O Anibaleitor é uma espécie de King Kong fisicamente, um gorila gigante de aspecto monstruoso, mas que na verdade só queria ter um amigo com quem falar de livros. Não é, na verdade o que procuramos quando criamos instagrams/blogs de livros/grupos de leitura/os migramos para o substack por falta de interacção em todos os anteriores? E assim, qual Sherazade, o jovem narrador acaba por se salvar do seu destino cruel ao falar com o Anibaleitor sobre livros.
"Como eu estava dizendo, não preciso de quem me conte histórias. Mas sinto falta de alguém com quem as discutir. Alguém que me dissesse: Ó pá, era bom que trocássemos umas ideias sobre o assunto. O que me dizes, temos acordo?"
A história do adolescente também é explicada ao longo do livro. No meio do divórcio dos pais, ocupados com as suas lutas pessoais, o rapaz começa a faltar à escola, que o aborrece, entrava num mundo de pequena delinquência, e a embarcação acidental nesta demanda pelo Anibaleitor ajuda-o a fugir à rotina, ao drama familiar, aos trabalhos de casa, às regras inerentes à vida normal.

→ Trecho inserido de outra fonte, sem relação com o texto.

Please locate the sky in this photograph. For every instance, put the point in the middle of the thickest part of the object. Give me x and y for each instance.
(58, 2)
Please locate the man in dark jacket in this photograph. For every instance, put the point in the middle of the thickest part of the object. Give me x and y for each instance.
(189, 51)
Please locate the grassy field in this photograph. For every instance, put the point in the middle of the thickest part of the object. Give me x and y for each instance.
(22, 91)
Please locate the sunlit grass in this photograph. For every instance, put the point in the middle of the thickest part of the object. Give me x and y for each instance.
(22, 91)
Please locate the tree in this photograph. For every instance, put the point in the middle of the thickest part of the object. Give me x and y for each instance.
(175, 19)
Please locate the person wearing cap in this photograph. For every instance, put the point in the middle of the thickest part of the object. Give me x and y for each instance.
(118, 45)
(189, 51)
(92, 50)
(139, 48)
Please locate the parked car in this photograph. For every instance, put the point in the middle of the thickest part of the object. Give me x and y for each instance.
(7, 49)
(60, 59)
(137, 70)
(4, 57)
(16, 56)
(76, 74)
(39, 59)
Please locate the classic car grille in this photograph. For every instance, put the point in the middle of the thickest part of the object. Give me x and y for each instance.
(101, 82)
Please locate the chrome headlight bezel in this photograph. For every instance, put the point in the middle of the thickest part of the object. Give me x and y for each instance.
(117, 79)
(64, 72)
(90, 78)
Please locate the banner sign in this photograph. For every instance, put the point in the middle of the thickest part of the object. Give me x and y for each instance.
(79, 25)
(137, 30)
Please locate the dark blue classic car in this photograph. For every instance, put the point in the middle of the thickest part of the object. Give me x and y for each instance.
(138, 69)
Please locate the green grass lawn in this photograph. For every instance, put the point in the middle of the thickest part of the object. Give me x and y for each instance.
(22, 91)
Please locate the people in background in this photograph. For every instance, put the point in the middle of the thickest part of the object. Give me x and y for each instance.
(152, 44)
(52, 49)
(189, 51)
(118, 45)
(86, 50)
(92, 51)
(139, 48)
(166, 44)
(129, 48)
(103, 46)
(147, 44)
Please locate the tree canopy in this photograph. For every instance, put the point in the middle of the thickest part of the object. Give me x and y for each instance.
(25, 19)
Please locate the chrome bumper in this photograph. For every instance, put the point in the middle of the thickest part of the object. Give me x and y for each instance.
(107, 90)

Tudo o que é bom acaba. Tudo o que é mau também, só que, por uma estúpida razão qualquer, nos damos mais conta do pouco que as coisas boas duram.
É um óptimo e entusiasmante livro de aventuras. Tenho, por ler, O Destino Turístico, mas garanto que só de escrever esta publicação fiquei com vontade de reler O Anibaleitor.
podem comprar esta edição, com belas ilustrações de Juan Domingues, na wook




Adoro livros sobre livros! Acho que o único livro do Zink que li foi A Ilha de Teresa e agora fiquei com vontade de ler este! Vai já para a minha listinha.